Le vrai père du christianisme, c’est presque autant saint Paul que le Christ !
 Non. Simplement je voulais écrire sur les débuts du christianisme, mais pas sur Jésus. Peut-être m’inspirait-il une sorte de terreur sacrée ou de prudence révérencielle ? Peut-être aussi demeure-t-il trop mystérieux. Selon les récits, il peut être très doux ou très violent. Il est contradictoire, et on ne le connaît que par propos rapportés. Tandis que Paul, on connaît ses actes, ses lettres authentifiées, ses voyages, son apparence... Pour un romancier, il présente un relief si accidenté qu’il en devient passionnant : un petit homme très laid, qui ne paie pas de mine, tombe tout le temps malade et tranche de tout avec violence et autorité. Pour les juifs orthodoxes, c’est un imposteur. Pour les autres, les gentils, c’est un empoisonneur et un maître exigeant qui lutte contre toutes les facilités et les licences pour ne cesser de les gourmander. Paul est sans cesse en lutte. Mais il produit un effet extraordinaire grâce au discours du Christ. Ses propos sont tellement subversifs et paradoxaux qu’ils provoquent une réelle exaltation et déchaînent la passion. En outre, ils entraînent des comportements si étranges de la part de sa petite communauté que tout le monde est saisi. Paul va déclencher une contagion par l’exemple. C’est un géant.
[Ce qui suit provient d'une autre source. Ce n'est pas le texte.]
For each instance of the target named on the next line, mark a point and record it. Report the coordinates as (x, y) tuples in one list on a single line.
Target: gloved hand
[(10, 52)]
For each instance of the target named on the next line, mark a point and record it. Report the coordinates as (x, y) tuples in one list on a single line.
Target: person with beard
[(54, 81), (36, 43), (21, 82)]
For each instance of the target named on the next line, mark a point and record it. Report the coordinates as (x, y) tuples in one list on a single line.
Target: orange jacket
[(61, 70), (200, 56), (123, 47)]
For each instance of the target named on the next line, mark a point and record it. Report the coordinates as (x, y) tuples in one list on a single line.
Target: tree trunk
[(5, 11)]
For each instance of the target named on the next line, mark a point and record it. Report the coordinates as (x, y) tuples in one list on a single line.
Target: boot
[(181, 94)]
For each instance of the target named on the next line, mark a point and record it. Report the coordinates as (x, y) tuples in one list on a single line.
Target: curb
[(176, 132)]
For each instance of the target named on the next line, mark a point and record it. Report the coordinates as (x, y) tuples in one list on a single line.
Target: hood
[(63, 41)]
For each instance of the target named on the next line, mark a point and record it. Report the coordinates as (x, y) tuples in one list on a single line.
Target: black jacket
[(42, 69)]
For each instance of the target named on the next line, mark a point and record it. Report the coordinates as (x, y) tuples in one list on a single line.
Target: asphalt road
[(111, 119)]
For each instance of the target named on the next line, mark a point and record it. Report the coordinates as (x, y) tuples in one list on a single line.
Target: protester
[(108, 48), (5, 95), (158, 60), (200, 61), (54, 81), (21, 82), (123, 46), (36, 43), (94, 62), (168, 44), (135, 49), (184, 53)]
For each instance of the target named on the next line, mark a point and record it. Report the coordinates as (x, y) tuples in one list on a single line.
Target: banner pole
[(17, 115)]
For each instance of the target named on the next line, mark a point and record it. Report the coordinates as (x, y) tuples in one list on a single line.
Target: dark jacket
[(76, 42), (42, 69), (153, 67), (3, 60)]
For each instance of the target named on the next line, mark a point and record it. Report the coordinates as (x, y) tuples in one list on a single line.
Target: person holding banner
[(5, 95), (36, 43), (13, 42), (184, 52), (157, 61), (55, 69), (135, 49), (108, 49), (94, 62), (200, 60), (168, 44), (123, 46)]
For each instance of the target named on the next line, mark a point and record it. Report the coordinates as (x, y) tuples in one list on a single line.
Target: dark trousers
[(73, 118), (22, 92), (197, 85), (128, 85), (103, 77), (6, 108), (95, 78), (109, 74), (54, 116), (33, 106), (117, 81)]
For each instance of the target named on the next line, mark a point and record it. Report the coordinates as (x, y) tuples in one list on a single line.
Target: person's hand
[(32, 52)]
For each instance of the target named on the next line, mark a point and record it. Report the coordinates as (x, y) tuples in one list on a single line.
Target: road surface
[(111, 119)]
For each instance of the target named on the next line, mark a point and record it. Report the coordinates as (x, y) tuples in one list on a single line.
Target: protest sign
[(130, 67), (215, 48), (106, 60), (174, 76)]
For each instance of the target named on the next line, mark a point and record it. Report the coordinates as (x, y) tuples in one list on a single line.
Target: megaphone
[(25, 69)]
L’autre personnage clé qu’on redécouvre, c’est saint Luc, auteur d’un Evangile alors qu’il n’a jamais connu le Christ.
Lui, c’est le goy de la bande, un médecin lettré, de langue et de culture grecques. Rien du petit pêcheur galiléen ou du paysan de Judée d’où venaient les compagnons du Christ. Il aimerait croire mais la religion grecque n’offre rien de consistant aux âmes pieuses : quelques sacrifices, des scènes de ménage sur l’Olympe. Chez les juifs, il trouve noble leur relation avec un Dieu si exigeant. Mais, compagnon de saint Paul, il juge les premiers Evangiles trop simples. Après avoir lu celui de Marc, il décide d’en rédiger un plus raffiné, plus grec, plus séduisant pour des lecteurs instruits. Et, surtout, plus romanesque. C’est chez lui qu’apparaissent le Bon Samaritain, les voyageurs d’Emmaüs, la crèche de Bethléem et l’Adoration des bergers, le Fils prodigue... Luc est aussi un grand manipulateur, toujours tenté d’être d’accord avec tout le monde, toujours séduit par le dernier qui a parlé et paraissant beaucoup moins abrupt que Paul mais, pour finir, donnant la version qui l’arrange.
C’est un peu iconoclaste, cette analyse !
Je suis un romancier. J’aime savoir qui a écrit quoi et comment. Fût-ce sur un sujet sacré.

« Le royaume », d’Emmanuel Carrère, éd. P.O.L, 630 pages, 23,90 euros.